In the National Football League, major changes have come to the sidelines. Fans might have noticed after the offensive players head to the bench, they're all picking up tablets and quickly scrolling through them. According to The New York Times, the NFL partnered with Microsoft to bring the computer manufacturer's Surface Pro 3 tablet to the sidelines for players to scroll through photographs of the last play or drive.

The technology move is groundbreaking for the NFL. It's also a great way for technology to improve the game and more efficient method. In the past, photos of the previous plays were printed off and handed to quarterbacks and wide receivers to see what went right or wrong with the play.

However, now they're able to avoid massive playbooks and carry around tablets that allow only photographs of plays and digital playbook strategies to be viewed, The Wall Street Journal reported. There is some concern about the battery life, durability and user-friendly aspects of the tablets with the NFL players.

"The old playbooks were as big as a family bible, and you had to carry them around, so these new ones are great," said Tony Bergstrom, an offensive lineman for the Oakland Raiders, according to the Journal. "But it does get scary when you see 2 percent [battery life]."

Tablets used for team meetings
When NFL players are not on the field running practice drills or playing in an actual game, they spend countless hours in conference rooms going over team meetings. According to the Journal, while players might spend their entire day at the training or practice facility, only around two hours are used for on-the-field drills, but the rest is used for meetings. However, some of the problem is with keeping these tablets charged all day, Yahoo Sports reported.

At these meetings, everyone has a tablet and can go over plays and strategies. Some coaches are still having trouble adapting the new technology, which could change after the technology's initial year in the league.

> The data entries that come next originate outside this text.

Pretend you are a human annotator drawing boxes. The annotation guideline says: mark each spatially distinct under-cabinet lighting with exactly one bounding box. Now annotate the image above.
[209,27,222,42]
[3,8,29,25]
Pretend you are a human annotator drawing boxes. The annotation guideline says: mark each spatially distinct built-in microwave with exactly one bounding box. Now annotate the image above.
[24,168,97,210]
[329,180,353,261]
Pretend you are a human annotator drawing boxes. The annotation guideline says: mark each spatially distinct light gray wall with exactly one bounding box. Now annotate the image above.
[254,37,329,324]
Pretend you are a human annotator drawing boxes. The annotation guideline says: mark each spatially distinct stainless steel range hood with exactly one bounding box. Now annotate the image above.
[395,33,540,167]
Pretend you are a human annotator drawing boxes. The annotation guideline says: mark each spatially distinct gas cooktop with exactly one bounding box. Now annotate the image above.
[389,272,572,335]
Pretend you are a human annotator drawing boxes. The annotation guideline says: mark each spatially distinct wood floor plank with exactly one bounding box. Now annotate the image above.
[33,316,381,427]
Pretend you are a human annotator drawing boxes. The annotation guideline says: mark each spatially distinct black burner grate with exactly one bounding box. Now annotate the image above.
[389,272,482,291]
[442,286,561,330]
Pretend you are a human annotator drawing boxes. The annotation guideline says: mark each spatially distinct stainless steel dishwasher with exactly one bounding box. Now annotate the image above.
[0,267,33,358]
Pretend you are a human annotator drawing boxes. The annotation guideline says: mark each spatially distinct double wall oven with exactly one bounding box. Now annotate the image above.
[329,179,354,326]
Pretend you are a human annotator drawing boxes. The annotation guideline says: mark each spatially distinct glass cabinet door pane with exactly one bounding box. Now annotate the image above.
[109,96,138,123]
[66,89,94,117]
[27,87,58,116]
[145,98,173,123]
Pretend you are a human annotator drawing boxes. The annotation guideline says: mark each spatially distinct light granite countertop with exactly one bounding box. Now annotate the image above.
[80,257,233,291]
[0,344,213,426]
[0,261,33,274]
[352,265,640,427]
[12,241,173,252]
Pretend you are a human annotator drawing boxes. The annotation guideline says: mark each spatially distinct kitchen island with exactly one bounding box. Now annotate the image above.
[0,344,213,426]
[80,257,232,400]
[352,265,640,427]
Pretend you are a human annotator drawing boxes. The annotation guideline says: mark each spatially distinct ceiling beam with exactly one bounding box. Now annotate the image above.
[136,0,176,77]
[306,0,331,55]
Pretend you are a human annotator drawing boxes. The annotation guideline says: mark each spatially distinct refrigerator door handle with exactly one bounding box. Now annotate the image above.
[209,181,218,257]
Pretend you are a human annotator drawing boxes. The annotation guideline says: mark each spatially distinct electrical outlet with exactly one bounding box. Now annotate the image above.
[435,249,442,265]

"Coaches don't like the tablets; some of the older players don't, either," said Chris Borland, a rookie linebacker for the San Francisco 49ers, the source reported. "They are creatures of habit. These are guys are used to using chalkboards."

Durability is essential
With the adoption of tablets in the NFL, it's likely other sports organizations could soon follow. More importantly, National College Athletic Association Football and even high school football could use tablets on the sidelines to improve play calling.

The worry is if the tablets will break if they are dropped or water is spilled on them.

"We needed to make sure this can withstand the rigors of the NFL.," said John Haley, manager of a development lab for Microsoft, the Times reported. "We tried to find a balance between weight, durability and utility."

So far, the tablets have worked without any major malfunctions, which could drive more schools and colleges to implement tablets. While these devices are great for the sidelines, schools should invest in personal insurance to make sure electronics are covered if they are ever broken on the sidelines, lost or stolen from a player.